ANAHEIM, C.A. -- Philanthropist and CNN founder Ted Turner has turned his sights to renewable energy -- and he had some fighting words for the wind industry at the kickoff to its annual convention on Monday.

Turbine manufacturers and clean energy utilities can't sit idly by while the coal industry touts its "clean coal" plan and oil companies flood the airwaves, Turner said. He noted that he had "nightmares" caused by clean coal advertisements.

Wind energy companies, which created a quarter of the nation's new electricity capacity last year, need to fight back, Turner said.

"Let's go out and kick their asses. That's what they need, a good ass-kicking," Turner told the group assembled for the American Wind Energy Association's conference. He was speaking in an unscripted conversation with the group's CEO, Denise Bode.

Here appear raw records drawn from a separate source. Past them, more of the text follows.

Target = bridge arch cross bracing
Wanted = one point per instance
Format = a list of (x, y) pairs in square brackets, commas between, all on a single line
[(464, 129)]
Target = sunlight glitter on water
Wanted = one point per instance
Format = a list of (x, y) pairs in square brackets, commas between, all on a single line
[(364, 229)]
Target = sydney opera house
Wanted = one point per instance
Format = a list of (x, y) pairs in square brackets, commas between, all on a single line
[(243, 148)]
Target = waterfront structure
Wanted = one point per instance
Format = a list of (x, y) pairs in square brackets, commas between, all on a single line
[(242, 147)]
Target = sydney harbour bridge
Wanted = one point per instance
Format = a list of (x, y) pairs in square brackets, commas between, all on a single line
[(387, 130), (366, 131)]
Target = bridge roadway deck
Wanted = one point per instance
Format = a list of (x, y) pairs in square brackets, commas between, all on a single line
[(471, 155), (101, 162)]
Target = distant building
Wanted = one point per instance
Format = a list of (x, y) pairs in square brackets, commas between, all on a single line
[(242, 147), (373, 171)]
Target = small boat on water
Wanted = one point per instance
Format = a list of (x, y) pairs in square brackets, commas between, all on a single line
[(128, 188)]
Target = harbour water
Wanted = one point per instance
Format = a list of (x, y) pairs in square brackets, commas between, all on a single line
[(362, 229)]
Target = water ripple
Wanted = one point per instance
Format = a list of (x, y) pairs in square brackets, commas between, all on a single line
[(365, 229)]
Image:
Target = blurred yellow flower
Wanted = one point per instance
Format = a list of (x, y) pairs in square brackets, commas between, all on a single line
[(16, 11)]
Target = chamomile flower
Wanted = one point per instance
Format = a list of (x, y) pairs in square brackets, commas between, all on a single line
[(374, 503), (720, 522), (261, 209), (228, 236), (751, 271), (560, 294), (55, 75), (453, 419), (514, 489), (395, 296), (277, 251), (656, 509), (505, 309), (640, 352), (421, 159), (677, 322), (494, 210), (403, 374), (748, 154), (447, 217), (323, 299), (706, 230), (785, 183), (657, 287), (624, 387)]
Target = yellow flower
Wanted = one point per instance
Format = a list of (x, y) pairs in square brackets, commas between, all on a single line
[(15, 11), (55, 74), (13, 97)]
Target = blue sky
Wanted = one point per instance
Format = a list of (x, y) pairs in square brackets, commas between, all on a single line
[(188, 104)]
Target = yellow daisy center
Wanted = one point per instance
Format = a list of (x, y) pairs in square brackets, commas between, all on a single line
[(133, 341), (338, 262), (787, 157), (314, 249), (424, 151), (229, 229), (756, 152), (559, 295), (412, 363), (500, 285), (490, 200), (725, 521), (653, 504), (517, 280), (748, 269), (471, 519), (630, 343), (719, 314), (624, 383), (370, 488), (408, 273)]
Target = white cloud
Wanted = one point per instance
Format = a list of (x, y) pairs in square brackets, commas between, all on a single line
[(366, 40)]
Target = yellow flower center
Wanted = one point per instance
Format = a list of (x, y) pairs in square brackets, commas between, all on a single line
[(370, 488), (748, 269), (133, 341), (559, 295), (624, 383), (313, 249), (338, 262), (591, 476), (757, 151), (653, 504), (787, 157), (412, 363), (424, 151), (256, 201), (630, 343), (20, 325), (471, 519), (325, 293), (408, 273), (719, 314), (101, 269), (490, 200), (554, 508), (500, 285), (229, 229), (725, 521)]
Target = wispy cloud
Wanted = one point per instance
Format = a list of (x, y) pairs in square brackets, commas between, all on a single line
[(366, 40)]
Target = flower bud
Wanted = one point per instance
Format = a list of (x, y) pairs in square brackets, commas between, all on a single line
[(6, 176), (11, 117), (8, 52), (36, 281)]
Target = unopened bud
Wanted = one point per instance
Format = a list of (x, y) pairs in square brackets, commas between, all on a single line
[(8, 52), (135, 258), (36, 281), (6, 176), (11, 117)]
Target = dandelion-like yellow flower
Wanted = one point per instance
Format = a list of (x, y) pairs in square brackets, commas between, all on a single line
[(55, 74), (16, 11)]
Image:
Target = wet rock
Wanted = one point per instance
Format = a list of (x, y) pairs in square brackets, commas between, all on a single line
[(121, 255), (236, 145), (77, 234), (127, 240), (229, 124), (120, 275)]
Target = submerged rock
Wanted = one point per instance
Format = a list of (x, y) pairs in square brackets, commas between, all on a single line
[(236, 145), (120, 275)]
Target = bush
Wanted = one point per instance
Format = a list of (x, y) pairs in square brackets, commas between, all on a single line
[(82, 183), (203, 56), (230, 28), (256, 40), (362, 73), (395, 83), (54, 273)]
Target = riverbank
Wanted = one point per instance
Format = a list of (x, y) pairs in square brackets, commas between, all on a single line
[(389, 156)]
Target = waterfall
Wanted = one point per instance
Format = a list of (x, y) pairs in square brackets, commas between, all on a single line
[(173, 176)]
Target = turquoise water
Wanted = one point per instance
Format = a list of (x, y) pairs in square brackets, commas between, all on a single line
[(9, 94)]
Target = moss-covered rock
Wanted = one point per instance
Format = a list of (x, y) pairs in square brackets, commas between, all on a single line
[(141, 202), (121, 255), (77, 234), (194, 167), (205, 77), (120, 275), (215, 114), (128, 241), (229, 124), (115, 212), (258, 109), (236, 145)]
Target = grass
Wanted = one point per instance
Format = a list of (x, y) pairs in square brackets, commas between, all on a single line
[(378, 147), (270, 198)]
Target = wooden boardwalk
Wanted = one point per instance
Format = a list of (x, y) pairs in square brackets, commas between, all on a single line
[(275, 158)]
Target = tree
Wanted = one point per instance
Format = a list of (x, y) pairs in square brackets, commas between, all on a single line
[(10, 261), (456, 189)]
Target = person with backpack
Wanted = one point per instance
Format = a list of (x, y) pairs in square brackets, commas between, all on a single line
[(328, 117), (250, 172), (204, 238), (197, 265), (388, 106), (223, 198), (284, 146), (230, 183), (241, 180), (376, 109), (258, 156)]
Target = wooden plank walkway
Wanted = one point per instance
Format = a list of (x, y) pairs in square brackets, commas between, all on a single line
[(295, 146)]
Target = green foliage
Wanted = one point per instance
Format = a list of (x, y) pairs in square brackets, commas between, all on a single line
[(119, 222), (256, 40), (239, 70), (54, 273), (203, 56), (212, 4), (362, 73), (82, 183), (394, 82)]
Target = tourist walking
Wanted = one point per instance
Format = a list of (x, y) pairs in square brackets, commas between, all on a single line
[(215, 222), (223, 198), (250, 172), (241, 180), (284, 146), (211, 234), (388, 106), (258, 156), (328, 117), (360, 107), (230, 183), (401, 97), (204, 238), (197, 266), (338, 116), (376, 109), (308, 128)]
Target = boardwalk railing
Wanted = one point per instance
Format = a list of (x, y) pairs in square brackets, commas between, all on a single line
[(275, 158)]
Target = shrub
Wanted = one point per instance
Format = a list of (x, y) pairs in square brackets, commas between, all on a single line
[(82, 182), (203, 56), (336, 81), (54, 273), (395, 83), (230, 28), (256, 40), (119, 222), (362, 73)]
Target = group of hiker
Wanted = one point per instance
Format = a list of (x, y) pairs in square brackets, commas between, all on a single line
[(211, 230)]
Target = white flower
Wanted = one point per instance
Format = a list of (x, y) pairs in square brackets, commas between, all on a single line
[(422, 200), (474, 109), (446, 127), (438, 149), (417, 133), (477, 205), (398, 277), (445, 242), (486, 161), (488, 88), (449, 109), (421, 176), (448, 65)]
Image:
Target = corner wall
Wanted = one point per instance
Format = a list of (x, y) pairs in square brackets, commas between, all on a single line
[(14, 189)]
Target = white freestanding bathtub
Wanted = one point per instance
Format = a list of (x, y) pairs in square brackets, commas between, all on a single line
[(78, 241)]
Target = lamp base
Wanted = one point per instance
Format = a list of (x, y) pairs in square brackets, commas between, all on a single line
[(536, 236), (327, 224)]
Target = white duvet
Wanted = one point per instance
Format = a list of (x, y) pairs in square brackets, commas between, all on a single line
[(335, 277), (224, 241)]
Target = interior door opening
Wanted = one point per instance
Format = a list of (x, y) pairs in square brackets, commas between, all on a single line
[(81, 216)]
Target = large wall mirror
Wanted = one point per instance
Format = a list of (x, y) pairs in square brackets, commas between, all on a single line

So far, Turner hasn't found it feasible to build large-scale wind operations on his own vast land holdings in the American West, but he hopes to change that soon.

Turner acknowledged that wind energy faces an uphill battle, with critical tax credits expiring over the next two years and formidable push-back from carbon-based energy producers. The political calculus is particularly tricky in coal country, as Turner illustrated with an anecdote about a conversation he said he had with Sen. Jay Rockefeller (D-W.Va.):

"I'm a good friend and admirer of Jay Rockefeller, the senator from West Virginia," Turner said. "I lobbied him, a year or so ago, and he said, 'Ted, I can't go against coal.' He said, 'I can't. It's the biggest employer in my state.' He said, 'I do a lot of good work in other areas, you're just going to have to give me a bye on this one.'"

Rockefeller's office did not immediately respond to a request for comment.

Rockefeller voted for the American Recovery and Reinvestment Act, which included cash grants for renewable energy projects, but he has also pledged to put a halt to the EPA's attempts to tighten climate regulations.

The only way advocates of wind power and other renewable resources like solar power will overcome such staunch opposition, Turner believes, is by committing their own money to public relations and lobbying.

Turner seemed particularly pleased that one of his oldest adversaries, General Electric, could be critical in that effort. GE owned NBC -- a competitor of Turner's cable empire -- from 1986 until this year. GE is now the largest producer of wind turbines in the United States.

"I fought against GE my whole life and now I'm pulling for 'em," Turner told the crowd to applause and laughter.

Turner believes renewable energy is critical for avoiding disruptive climate change over the next century -- but he also thinks global warming is already behind events like the tornado that tore through Missouri over the weekend.

Such severe weather is being caused, Turned said, "by the heating up of the atmosphere because of the goddamned carbon dioxide."

"I'd rather have a nuclear than a coal plant built, because one might kill ya and the other one will for sure. But wind doesn't kill anybody," Turner added.